Accordingly, an improved system and method that would address the aforementioned issues is needed.

BRIEF DESCRIPTION OF THE INVENTION

In accordance with one exemplary embodiment of the present invention, a system for detecting a moving hot bearing or wheel of a rail car is provided. The system includes a first comparator for receiving input signals representative of radiation emitted by the moving hot rail car bearing or wheel and for comparing the input signals to a threshold value. The system further includes a counter for counting incidents of the input signals exceeding the threshold value and a second comparator for comparing a number of incidents of the input signals exceeding the threshold value to a count threshold as an indication of detection of a hot rail car bearing or wheel.
In accordance with another embodiment of the present invention, a system for detecting a moving hot bearing or wheel of a rail car is provided. The system includes sensors disposed adjacent to a rail for detecting a radiation emitted by the moving hot rail bearing or wheel and a first comparator to receive input signal from the sensors representative of radiation emitted by the moving hot rail car bearing or wheel, and to compare the input signals to a threshold value. The system further includes a counter for counting incidents of the input signals exceeding the threshold value and a second comparator to compare a number of incidents of the input signals exceeding the threshold value to a count threshold as an indication of detection of a hot rail car bearing or wheel.
In accordance with yet another embodiment of the present invention, a system for detecting a moving hot bearing or wheel of a rail car is provided. The system includes sensors disposed adjacent to a rail for detecting the radiation emitted by the moving hot rail bearing or wheel and a first comparator to receive input signals from the sensors representative of radiation emitted by the moving hot rail car bearing or wheel, and to compare the input signals to a threshold value.
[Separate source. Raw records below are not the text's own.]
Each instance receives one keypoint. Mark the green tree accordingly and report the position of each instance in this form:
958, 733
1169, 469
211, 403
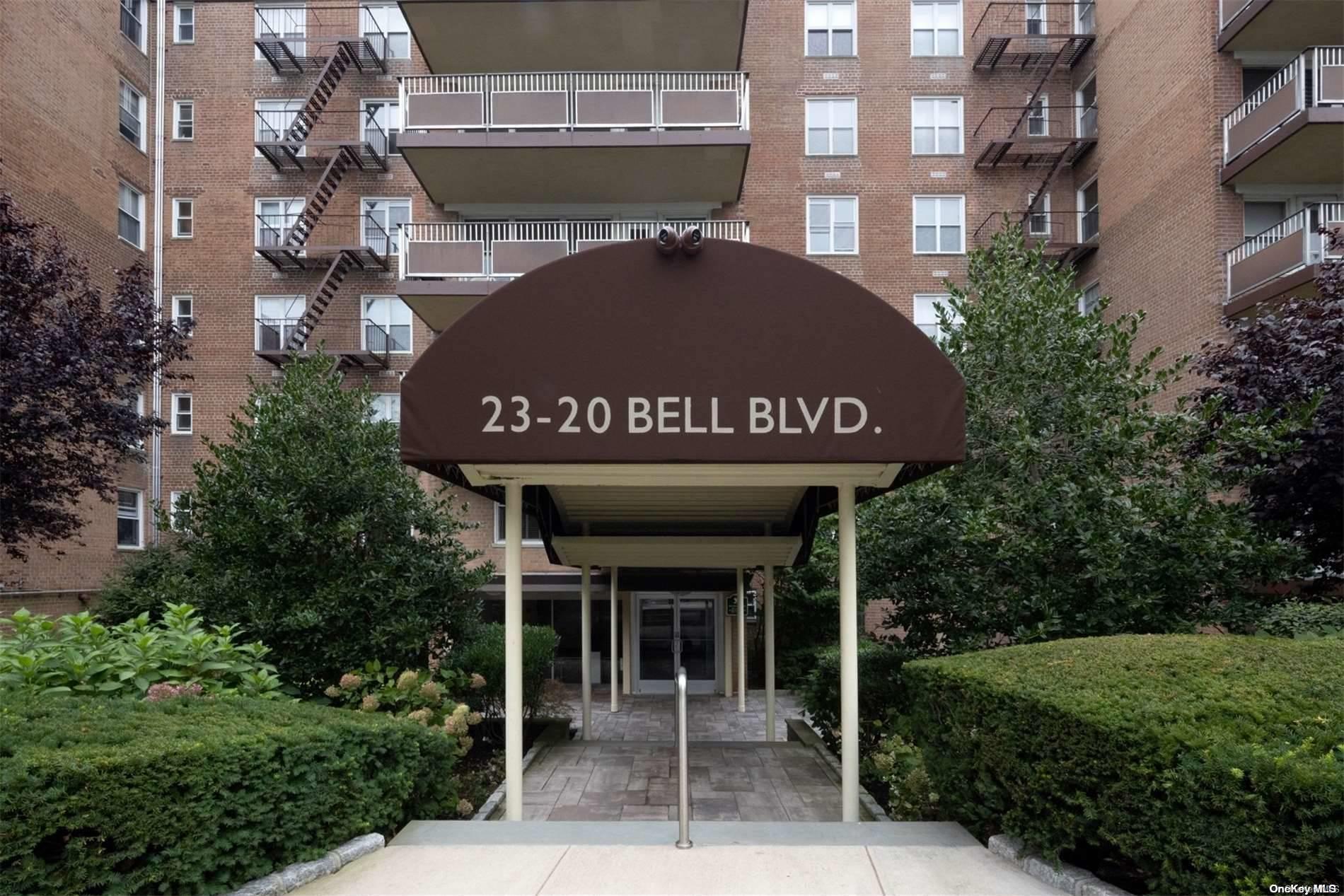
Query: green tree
308, 531
1081, 508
The system further includes a rank filter to filter output of the comparator as an indication of detection of a hot rail car bearing or wheel.

BRIEF DESCRIPTION OF THE DRAWINGS

These and other features, aspects, and advantages of the present invention will become better understood when the following detailed description is read with reference to the accompanying drawings in which like characters represent like parts throughout the drawings, wherein:

FIG. 1 is a diagrammatical representation of an exemplary system for detecting hot rail car bearings and wheel surfaces;

FIG. 2 is a diagrammatical representation of functional components of the hot bearing detection system of FIG. 1;

FIG. 3 is a diagrammatic representation of a rank filter for detecting hot rail car bearings and wheels;

FIG. 4 is a diagrammatic representation of comparator-counter-comparator system for detecting hot rail car bearings and wheels, in accordance with an embodiment of the present invention;

FIG. 5 is a diagrammatic representation of a comparator-filter system for detecting hot rail car bearings and wheels, in accordance with an embodiment of the present invention; and

FIG. 6 represents a decision threshold adjustment algorithm in accordance with an embodiment of the present invention.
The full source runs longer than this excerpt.